Brown does not address how the use of
pseudonyms for some online activities and real names for other
purposes might impact psychological notions of identity. Does it
give individuals a stronger sense of their social identities or does
it negatively impact identity while possibly reducing discrimination
or other adverse consequences of surveillance? Does the use of
pseudonyms to protect privacy allow the benefits of online
interactions in identity development for youth without some of the
risks for vulnerable groups or does it lead to individuals feeling
“less together” as they hide their “real identity” from
others online? There’s a lot more that needs to be asked – and
answered – about the impact of surveillance and the use of
surveillance-reducing techniques on psychological notions of
identity.
via @PrivacyMatters
Unchallenged, this could be the death
of Behavioral Advertising... (Or at least annoying)
"Stanford researcher Jonathan
Mayer has contributed a Firefox
patch that will block
third-party cookies by default. It's now on track to land in
version 22. Kudos to Mozilla for protecting their users and being so
open to community submissions. The initial
response from the online advertising industry is unsurprisingly
hostile and blustering, calling the move 'a nuclear first strike.'"
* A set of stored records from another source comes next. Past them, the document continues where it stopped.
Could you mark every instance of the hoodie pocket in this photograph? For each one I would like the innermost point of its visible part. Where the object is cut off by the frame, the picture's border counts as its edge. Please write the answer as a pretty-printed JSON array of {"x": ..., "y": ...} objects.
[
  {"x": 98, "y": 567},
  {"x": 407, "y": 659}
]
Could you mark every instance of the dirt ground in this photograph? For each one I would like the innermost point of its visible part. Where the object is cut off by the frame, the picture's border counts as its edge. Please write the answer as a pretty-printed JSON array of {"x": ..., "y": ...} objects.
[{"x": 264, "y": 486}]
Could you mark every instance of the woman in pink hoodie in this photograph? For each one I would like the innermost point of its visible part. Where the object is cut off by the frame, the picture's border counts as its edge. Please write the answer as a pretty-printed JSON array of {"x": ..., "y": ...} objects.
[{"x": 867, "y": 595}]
This strikes me as funny. I wonder
what productive companies do?
No
more working from home for Yahoo employees, says report
ATD is reporting that CEO Marissa Mayer
let it be known yesterday -- via a memo to employees from HR head
Jackie Reses -- that come June, any existing work-from-home
arrangements will no longer apply.
"To become the absolute best place
to work, communication and collaboration will be important, so we
need to be working side-by-side," reads the memo, as published
by ATD's Kara Swisher, to whom it was leaked. [Apparently,
they are unable to use their technology to communicate. Interesting
message to send. Bob]
For those who love their eBook
readers...
Download your Google
Reader feeds – or the individual RSS feed of any website – as
an ebook. NewsToebook is a free service that connects to your Google
Account, downloads any feed you like and even marks the things it
downloads as read. With output for EPUB and MOBI, it supports
basically every eReader on the market, and can even directly convert
an RSS feed to an eBook if you’re not a Google Reader user.
… this tool isn’t just for Google
Reader users. You can directly download any RSS feed by pasting it
into the box at NewsToEbook.
This could be interesting, if they
don't just ignore the President...
"The White
House Office of Science and Technology Policy announced a "policy
memorandum" today requiring any
federal agency with over $100 million in R&D expenditures each
year to develop plans for making all research funded by that
agency freely available to the public within one year of publication
in any peer-reviewed scholarly journal. The
full memorandum is available on the White House website. It
appears that this policy would not only apply to federal agencies
conducting research, but also to any
university, private corporation, or other entity conducting research
that arises from federal funding. For those in
academia and the public at large, this is a huge step towards free
open access to publicly funded research."
Edward Tufte calls the
move timid
and unimaginative, linking to a Verge article that
explains that it's not
quite as sweeping as the summary above sounds.
Think it will handle my 8-track
collection?
Vudu's
in-home Disc to Digital service: Promising yet lacking
… Last year, Walmart-owned Vudu
launched
its Disc to
Digital service that required people to go into Walmart stores
for the conversion. Who wants to do that? This is where the
"In-Home" version of Disc to Digital comes into play.
Opened at the end of last month, the service lets you do the
conversion right from your own computer.
You'll be hard-pressed to find the
In-Home service at Vudu, […] perhaps because In-Home is still
considered a "beta" test service. For those who do want to
try it, you'll find the information here.